Inside Intel 167
z71offroad writes: "There is a really interesting article at Anandtech right now showing what goes on inside Intel Labs. Although it doesnt break any NDAs, it is still a facinating look at what goes on inside the chip giant's labs."
Intel Labs (Score:5, Informative)
It has some pretty interesting info regarding what goes on around Intel.
Did we really need a /. article on this?
10 Ghz ALU = 5Ghz CPU (Score:4, Informative)
And you are still wondering why Pentium 4 is still slower than the Athlon (or awfully close)
Imagine what would happen if the ALU is only running at the same speed as the CPU.
Personally, Intel is losing little ground at a time right now, but remember, Intel can afford to make a couple of mistakes but AMD can't even afford to make on.

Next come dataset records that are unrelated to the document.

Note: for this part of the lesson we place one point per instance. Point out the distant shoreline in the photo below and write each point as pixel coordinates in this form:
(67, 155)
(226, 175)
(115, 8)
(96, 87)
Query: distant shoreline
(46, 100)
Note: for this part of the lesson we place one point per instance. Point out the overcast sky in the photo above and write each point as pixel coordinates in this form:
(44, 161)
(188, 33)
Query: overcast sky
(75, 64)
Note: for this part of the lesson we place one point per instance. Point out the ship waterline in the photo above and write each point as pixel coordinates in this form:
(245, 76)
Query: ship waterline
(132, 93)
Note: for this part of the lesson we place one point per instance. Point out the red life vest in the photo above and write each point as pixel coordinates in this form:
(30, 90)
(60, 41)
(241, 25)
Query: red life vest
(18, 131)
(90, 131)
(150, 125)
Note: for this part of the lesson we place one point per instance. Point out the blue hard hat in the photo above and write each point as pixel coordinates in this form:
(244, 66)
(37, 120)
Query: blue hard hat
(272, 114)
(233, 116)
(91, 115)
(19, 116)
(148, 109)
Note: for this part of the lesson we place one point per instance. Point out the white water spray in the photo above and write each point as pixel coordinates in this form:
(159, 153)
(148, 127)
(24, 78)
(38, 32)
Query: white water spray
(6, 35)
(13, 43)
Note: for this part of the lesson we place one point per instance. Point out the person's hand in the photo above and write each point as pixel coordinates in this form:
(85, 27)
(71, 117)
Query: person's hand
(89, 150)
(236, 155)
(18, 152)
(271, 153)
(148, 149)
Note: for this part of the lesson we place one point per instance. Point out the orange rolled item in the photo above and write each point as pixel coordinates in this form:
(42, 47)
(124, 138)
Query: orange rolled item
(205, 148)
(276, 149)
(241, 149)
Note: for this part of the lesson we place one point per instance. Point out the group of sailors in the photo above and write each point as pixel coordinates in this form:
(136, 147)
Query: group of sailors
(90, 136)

One mistake will push AMD back to the bottom, again.
AMD Still Has Upper Hand (Score:4, Informative)
Re:Intel's approach (Score:5, Informative)
Bzzzt, wrong! Athlons are faster in terms of useful work done per clock because they have a shorter instruction pipeline. Thus their branch mispredict penalty is lower and they have a higher instruction-throughput-rate (ITR) than Intel chips of equal clock speed. Other factors (exclusive L1/L2 cache, lower memory latency, better die space allocation to ALUs and FPUs) influence AMD's higher performance too, but this is the main one. It's just a better balanced processor design, and it certainly yields higher performance for price.
BTW, current DDR memory speed is 2 x 133 Mhz = 266 Mhz, not 233 Mhz.